COLUMBIA — Cancer survivors who came Friday night to the Boone County Relay For Life at Rock Bridge High School wore purple shirts adorned with the phrase "Happy Birthday Is A Victory Song."
The Kiesling quadruplets, who turned 9 on Friday, took the American Cancer Society slogan to heart. Carly, Drake, Trey and Peyton invited all of their classmates from Columbia Catholic School to attend the Relay For Life. The children asked for donations instead of presents, and they raised $1,400.
“Presents don’t really save someone’s life,” Carly Kiesling said.
Participants sang “Happy Birthday” to the Kieslings as well as to all the cancer survivors in attendance. To begin the relay, survivors took a lap around the outdoor track while “Celebration” played in the background.
After the survivor's lap was completed, all of the relay teams joined the survivors.
People then followed the instructors from Wilson’s Fitness who led Body Jam, a dance-inspired cardio workout. Instructor Melissa Blauch, 23, went to Wilson’s three years ago when she was diagnosed with Hodgkin’s disease. Blauch said the classes changed her perspective on life and helped her become a survivor.
"That’s why I wanted to be an instructor — to live life to its fullest and to inspire other people to live healthy,” Blauch said.
Each team set up a tent with an on-site fundraiser that they organized. Participants were only limited by their own creativity, and the fundraisers included bean bag tosses and T-shirt sales.
Olivet Christian Church brought an old car, donated by Sorrels Used Auto Parts, to the event. For $1, people could hit the car with a sledgehammer and literally “beat cancer,” team captain Sharon Spotswood said.
Spotswood, a throat cancer survivor, participated in previous relays, and she called the luminaria ceremony the most moving part of the night.
“It’s just a visual depiction of how many are affected by cancer,” Spotswood said.
At 9:30 p.m., all the lights on the field turned off. It was dark, save for the glow of white bags filled with candles. Hundreds of luminarias lined the track, representing people who have been affected by cancer.
During the luminaria ceremony, children stopped playing and sat by their families. Everyone observed a moment of silence, and the hum of crickets was the only sound. A bagpipe then began to play “Amazing Grace,” and organizers read off the names on each luminaria for 15 minutes.
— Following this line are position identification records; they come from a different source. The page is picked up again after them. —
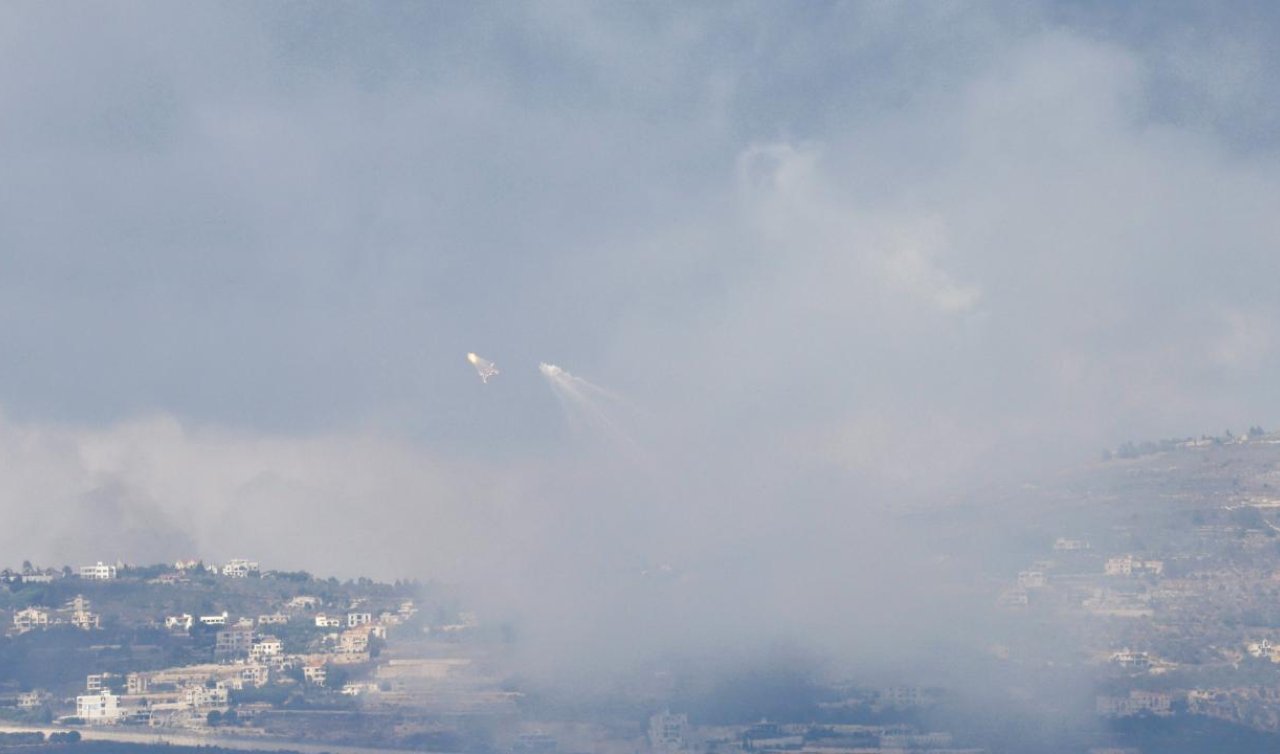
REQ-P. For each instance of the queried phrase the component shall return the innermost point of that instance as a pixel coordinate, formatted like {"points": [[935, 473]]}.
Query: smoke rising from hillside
{"points": [[846, 265]]}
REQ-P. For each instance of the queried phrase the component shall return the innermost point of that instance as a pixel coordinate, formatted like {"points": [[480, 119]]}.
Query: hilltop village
{"points": [[234, 656], [1137, 597]]}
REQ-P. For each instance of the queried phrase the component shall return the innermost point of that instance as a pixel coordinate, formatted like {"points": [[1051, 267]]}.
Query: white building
{"points": [[99, 572], [266, 648], [1065, 544], [1032, 579], [1132, 566], [240, 569], [353, 641], [1136, 703], [30, 618], [200, 697], [316, 673], [667, 731], [101, 708]]}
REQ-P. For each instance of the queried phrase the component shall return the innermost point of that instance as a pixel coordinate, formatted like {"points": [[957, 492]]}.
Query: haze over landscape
{"points": [[790, 301]]}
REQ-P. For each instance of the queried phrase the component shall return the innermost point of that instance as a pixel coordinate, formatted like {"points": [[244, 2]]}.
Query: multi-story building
{"points": [[233, 643], [667, 731], [240, 569], [97, 572], [32, 617], [101, 708], [266, 648]]}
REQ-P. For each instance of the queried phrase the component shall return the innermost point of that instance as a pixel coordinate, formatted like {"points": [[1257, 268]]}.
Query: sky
{"points": [[824, 261]]}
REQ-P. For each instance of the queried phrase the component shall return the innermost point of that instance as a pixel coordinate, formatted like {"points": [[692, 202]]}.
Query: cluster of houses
{"points": [[74, 613], [246, 656]]}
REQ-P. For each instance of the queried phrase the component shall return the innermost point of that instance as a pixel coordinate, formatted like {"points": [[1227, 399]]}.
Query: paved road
{"points": [[187, 739]]}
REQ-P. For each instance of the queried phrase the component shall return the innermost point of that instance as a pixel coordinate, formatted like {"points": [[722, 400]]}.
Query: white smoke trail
{"points": [[592, 409]]}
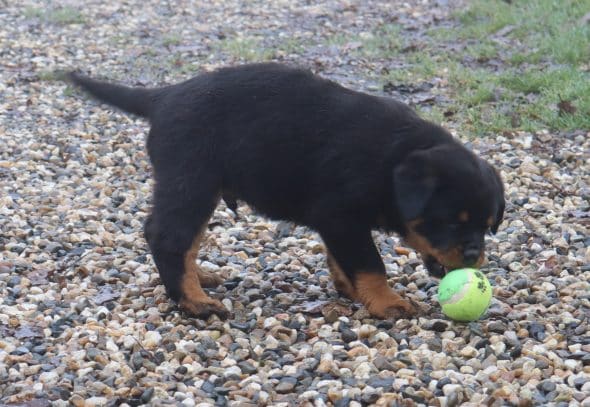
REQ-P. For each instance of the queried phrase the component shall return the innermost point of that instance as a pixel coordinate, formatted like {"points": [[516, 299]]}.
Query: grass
{"points": [[248, 49], [519, 61], [61, 16]]}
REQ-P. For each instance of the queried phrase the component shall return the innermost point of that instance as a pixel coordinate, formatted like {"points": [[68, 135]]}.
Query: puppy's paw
{"points": [[203, 308], [208, 279]]}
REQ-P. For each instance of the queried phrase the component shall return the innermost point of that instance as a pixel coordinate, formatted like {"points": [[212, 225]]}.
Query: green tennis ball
{"points": [[464, 294]]}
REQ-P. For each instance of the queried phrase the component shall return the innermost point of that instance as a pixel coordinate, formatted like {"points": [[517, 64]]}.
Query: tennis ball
{"points": [[464, 294]]}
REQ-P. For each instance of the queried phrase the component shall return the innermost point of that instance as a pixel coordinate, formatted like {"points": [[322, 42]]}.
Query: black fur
{"points": [[301, 148]]}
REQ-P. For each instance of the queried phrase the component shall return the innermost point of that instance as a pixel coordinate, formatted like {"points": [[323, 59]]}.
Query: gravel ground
{"points": [[84, 320]]}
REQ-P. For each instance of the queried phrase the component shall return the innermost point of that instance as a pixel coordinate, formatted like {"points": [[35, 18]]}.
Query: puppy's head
{"points": [[448, 199]]}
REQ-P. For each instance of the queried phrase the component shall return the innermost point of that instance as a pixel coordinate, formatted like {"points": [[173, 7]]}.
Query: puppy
{"points": [[301, 148]]}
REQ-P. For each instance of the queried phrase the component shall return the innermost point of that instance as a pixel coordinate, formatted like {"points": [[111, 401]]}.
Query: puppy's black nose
{"points": [[470, 255]]}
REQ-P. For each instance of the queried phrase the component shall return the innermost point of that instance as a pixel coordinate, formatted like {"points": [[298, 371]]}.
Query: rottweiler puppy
{"points": [[301, 148]]}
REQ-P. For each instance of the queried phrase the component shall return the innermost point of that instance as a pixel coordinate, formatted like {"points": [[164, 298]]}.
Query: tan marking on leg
{"points": [[381, 301], [194, 300], [341, 280]]}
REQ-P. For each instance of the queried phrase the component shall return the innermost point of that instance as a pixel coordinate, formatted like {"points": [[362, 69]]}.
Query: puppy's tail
{"points": [[138, 101]]}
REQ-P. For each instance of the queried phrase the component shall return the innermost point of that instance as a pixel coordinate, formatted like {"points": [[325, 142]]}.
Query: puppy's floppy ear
{"points": [[413, 184]]}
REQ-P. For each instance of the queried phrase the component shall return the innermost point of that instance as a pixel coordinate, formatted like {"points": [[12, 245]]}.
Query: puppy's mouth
{"points": [[434, 267]]}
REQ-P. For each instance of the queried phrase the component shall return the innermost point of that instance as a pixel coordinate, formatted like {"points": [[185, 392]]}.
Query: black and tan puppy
{"points": [[298, 147]]}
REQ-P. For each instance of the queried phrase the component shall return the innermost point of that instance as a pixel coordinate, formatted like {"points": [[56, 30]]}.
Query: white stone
{"points": [[151, 339]]}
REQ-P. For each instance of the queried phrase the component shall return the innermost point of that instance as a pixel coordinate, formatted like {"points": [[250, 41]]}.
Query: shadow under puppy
{"points": [[301, 148]]}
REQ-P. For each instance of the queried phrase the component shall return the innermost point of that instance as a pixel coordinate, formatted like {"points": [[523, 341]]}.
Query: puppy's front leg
{"points": [[359, 273]]}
Fight-back speaker Mary Foster, a stage-three melanoma survivor, talked at midnight. Foster compared Relay For Life to a cancer patient’s journey. The event starts while it is still light outside. It gets darker and colder, like a patient’s diagnosis. In the end, though, the sun comes up, and the patient becomes a survivor.
“I’m just so lucky to feel well enough now to go ahead and give back to (The American Cancer Society) because they gave so much to me,” Foster said.
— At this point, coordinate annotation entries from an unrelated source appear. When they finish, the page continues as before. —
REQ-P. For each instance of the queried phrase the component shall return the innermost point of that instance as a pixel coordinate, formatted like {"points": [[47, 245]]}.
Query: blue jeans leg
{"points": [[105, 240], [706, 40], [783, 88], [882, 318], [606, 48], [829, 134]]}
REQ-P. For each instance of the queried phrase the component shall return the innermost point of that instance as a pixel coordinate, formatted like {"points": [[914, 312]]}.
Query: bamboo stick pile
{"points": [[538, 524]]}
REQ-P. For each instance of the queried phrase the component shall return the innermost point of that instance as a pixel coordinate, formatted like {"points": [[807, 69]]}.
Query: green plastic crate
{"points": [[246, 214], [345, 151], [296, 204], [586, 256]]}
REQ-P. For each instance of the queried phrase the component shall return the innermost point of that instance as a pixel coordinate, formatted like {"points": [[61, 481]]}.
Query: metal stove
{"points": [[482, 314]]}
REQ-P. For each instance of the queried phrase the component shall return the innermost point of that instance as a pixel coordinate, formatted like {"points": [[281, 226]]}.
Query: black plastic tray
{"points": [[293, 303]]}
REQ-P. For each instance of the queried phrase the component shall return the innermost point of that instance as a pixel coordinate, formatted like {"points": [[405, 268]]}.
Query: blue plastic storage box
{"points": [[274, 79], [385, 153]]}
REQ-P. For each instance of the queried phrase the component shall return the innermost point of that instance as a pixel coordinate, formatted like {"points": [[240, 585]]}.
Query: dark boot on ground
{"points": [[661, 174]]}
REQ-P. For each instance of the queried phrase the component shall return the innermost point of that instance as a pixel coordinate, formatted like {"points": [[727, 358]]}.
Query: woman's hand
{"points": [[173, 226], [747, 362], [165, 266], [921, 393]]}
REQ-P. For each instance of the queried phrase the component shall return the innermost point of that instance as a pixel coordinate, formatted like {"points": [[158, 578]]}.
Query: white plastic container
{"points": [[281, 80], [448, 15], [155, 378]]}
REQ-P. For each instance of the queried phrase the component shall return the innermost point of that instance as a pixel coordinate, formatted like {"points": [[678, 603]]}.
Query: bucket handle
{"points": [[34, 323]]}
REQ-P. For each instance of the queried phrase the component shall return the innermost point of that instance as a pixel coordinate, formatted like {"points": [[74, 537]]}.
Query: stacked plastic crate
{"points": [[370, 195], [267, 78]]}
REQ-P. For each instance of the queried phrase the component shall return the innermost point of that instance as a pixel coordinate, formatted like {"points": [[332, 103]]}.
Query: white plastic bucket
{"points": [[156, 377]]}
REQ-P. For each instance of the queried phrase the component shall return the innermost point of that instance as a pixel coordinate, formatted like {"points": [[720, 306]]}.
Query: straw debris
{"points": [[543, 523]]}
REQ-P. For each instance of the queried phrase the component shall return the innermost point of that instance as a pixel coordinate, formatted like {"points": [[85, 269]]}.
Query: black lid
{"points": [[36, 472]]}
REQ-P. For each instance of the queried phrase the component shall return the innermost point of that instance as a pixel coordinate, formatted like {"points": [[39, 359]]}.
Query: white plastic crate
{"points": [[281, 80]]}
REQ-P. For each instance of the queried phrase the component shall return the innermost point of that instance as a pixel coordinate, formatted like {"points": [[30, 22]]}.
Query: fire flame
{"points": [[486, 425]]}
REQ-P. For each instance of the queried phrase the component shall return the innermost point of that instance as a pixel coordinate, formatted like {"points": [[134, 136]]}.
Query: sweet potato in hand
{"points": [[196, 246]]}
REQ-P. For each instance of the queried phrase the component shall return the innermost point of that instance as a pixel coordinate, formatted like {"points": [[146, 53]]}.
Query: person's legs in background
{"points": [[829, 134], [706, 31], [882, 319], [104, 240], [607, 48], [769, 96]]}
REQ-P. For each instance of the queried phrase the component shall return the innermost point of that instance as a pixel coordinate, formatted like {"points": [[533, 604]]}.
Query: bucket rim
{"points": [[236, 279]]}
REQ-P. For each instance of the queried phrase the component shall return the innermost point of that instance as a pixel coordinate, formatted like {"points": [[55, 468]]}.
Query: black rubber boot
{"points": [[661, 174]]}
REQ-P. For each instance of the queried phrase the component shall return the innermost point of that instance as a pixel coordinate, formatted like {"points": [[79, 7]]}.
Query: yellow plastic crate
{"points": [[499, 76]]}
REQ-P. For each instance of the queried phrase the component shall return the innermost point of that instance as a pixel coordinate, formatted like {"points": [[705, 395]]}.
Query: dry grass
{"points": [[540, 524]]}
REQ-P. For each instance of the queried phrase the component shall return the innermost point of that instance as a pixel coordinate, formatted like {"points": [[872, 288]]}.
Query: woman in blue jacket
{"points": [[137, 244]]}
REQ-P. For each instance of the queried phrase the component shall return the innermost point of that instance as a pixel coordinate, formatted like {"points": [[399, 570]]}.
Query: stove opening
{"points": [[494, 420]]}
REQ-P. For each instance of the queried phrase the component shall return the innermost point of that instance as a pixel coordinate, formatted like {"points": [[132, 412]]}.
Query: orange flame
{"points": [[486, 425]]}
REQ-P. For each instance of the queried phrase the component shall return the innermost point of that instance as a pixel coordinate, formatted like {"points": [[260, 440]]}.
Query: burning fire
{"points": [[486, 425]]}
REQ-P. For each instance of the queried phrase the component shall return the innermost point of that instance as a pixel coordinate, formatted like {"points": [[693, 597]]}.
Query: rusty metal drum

Lori Osborne lost her 43-year-old friend, Laurie Lightner, last year to breast cancer. She joined the team Friends of Laurie in her friend's honor.
"Relay for Life has become my passion," Osborne said. "It brings back a lot of memories of people that we've lost that we need to remember."
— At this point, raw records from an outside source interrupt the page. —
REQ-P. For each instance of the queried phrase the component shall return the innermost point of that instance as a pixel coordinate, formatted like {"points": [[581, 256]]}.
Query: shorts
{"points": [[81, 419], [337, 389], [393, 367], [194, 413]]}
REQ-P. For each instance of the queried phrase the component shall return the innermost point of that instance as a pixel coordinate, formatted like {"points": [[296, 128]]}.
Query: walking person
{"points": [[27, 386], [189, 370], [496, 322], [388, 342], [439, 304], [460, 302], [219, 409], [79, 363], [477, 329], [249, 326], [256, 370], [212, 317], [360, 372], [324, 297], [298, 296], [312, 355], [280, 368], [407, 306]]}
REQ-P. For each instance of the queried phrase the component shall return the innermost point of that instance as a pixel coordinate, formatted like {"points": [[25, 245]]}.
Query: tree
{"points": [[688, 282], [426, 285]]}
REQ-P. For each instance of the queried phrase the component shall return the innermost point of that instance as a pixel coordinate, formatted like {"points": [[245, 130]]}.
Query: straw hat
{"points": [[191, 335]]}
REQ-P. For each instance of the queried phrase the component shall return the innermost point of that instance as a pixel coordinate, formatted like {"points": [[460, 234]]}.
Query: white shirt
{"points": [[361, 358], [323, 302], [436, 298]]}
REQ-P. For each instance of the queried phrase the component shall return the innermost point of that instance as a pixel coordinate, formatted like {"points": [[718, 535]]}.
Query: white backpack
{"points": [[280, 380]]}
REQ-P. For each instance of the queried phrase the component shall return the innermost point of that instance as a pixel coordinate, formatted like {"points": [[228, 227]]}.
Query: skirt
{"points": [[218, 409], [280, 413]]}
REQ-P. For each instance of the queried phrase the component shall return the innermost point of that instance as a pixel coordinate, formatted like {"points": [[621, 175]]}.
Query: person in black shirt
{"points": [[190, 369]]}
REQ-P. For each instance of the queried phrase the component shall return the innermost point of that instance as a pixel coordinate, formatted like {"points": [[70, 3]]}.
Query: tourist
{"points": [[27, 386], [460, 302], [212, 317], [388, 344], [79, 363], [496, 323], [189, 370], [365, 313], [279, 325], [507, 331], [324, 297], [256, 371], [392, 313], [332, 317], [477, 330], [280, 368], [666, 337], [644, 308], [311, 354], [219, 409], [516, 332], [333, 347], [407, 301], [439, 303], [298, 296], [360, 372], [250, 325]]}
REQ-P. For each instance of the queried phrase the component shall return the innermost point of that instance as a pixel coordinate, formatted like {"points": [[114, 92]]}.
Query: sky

Lance Brown, co-chairman of the event, said this year’s relay had 93 teams compared to 75 in 2009. The goal was to raise $245,000, and, as of Saturday morning, participants had raised $187,000, Brown said. The fundraising continues until August 31.
Team Eye of the Tiger raised $3,045 online, the most money of any team.
“It’s one of the most rewarding things I’ve done in a long time, and I look forward to doing it again,” team member Craig Lycke said.
Lauren Lineweber, spokeswoman for the High Plains Division of the American Cancer Society, said Relay For Life is a great way for the community to come together in the fight against cancer, a fight that does not end after the 12-hour event.
“Together we’re helping to save lives in the hopes that we can one day move toward a world with more birthdays and less cancer,” Lineweber said.